Saturday, May 9, 2015

Home again, home again... and May is here

amyvolk.com - Google images
 
 
After being gone for two weeks with only 24 hours at home between trips, I have settled in to my previous routine. Not having seen but a few Arkansas Democrat-Gazette North Arkansas editions while in Eureka Springs, I did not hold a newspaper in my hand during the Louisiana week.
So, one morning after returning, I spent five hours in the porch swing reading the Sunday paper. Only coffee refills and hunger pangs took me away, but not for long.
 
Then there was two weeks’ mail to go through and set aside for later or tend to immediately—like the credit card bill payment due in two days! Personal, stamped mail included a note of reply from a California haikuist whose book I’d re-read, a brochure from the Southern Literary Alliance meeting in Chattanooga that my cousin sent, thinking I might be interested in the next one, and a hand-written submission for the poetry column of Calliope.
 
There was junk mail from several credit card and insurance companies, three weeks of the Standard newspaper, three copies of the latest issue of Calliope, with a short story of mine inside plus an anthology I’d ordered from Amazon: Old Broads Waxing Poetic.
 
A manila envelope sent from my BFF held a requested section of newspaper that contained the obituary of a dear and great man, Joel Cooper, pastor of Conway’s First UMC during my years at Hendrix.
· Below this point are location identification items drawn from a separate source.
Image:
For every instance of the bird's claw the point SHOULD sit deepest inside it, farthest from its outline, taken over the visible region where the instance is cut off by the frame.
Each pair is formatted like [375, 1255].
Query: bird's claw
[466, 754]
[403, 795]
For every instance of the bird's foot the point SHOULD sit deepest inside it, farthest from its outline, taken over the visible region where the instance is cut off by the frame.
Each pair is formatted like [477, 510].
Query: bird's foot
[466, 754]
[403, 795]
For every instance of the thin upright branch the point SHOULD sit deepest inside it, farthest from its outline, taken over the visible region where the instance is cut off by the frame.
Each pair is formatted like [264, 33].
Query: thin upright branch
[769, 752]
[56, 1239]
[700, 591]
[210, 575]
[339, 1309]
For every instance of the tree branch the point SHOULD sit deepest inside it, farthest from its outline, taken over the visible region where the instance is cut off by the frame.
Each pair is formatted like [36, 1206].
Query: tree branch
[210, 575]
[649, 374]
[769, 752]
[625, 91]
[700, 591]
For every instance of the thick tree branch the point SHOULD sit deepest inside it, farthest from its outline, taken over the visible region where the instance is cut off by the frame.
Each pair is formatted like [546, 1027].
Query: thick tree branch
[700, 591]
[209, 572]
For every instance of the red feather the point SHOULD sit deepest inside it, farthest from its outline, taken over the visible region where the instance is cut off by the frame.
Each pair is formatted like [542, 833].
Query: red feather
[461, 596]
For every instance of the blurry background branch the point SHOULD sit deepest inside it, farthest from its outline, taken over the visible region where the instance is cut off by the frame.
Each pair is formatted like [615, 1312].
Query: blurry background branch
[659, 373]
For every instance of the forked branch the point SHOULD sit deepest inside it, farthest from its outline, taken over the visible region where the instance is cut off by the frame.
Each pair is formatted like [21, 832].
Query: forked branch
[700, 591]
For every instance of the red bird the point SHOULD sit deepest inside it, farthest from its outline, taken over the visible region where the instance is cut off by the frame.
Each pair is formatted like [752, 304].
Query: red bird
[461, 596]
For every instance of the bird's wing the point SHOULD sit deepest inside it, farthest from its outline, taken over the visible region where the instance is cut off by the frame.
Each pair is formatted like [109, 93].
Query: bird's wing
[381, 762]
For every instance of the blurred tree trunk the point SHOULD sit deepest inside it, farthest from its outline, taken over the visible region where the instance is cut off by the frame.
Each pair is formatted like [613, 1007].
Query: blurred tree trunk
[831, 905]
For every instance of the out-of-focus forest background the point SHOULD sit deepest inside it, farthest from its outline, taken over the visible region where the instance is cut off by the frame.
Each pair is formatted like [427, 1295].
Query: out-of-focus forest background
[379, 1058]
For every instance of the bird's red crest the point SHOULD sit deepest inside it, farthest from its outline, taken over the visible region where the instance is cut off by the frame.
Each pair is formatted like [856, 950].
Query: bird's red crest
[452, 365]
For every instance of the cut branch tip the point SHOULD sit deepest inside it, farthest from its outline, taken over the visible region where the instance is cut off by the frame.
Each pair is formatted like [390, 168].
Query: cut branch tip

In fact, I was organist there my final year (1958).
 
When it was published, I ordered his book, No Price I Bring, and reviewed it in the denomination’s state newspaper. We corresponded for a while and he sent me his booklet of “Poms.” (poems)
 
Other items included three tax returns: two for Kid Billy, and one for me. Because I counted KB as a dependent, and because the online form asked if anyone in my family was uninsured, I had to admit that, yes, there was. So, even though I had insurance, they charged me with his nearly $400 penalty, while he got a hefty refund. Guess who got her money back from him?
 
Only after returning home, did I get the full account about Baltimore. It was on TV in the UMCOR “family” room, but I couldn’t make it out. Reading about it later, I jotted down a stark sentence. “A riot is the language of the unheard.”—Martin Luther King, cited by D. Brazile in the Saline Courier.
 
Another quote about discontented persons: “Graffiti art is an honest voice of a dissatisfied soul—it’s a political act.” – K. Ockerman, 43, Los Angeles graffiti artist, in an article about such artists defacing national parks.
 
Jazzman B.B. King (“The Thrill is Gone”), 89, is in hospice care at his home.
 
More than 43 million subsidized [meals] are served [in schools] daily. The feeding program began in 1946 by a Congress alarmed that vast numbers of young men were malnourished, ergo ineligible to serve in WW II. Today, nearly 25% of recruits are too obese to serve, according to Mission: Readiness, made up of 500 retired military officials. – E. Halper, Tribune News Service, AD-G.
As always, there’s good news and bad news in the world: Nepal, Nigeria, Baltimore, Syria, et al. And in the words of Pete Seeger, “When will we ever learn? When will we ever learn?”


3 comments:

Bookie said...

Ah such a coming home is a trip of its own! I love that first sitting with a pile mail. Ah, I have WAXING on my Kindle waiting for a read. Happy Mother's Day, Pat.

Dorothy Johnson said...

When we come home, I always go through the newspapers to check at least the obits, comics, editorials and Sunday papers. I'm going to read your story while I'm here in FL. Needing to catch up on reading my friends' blogs.

pat couch laster said...

You're in Florida AGAIN???? Good for you. Hope you get whatever you need there: rest, re-creation, rest, rejuvenation and all other "r" words. Thanks for commenting.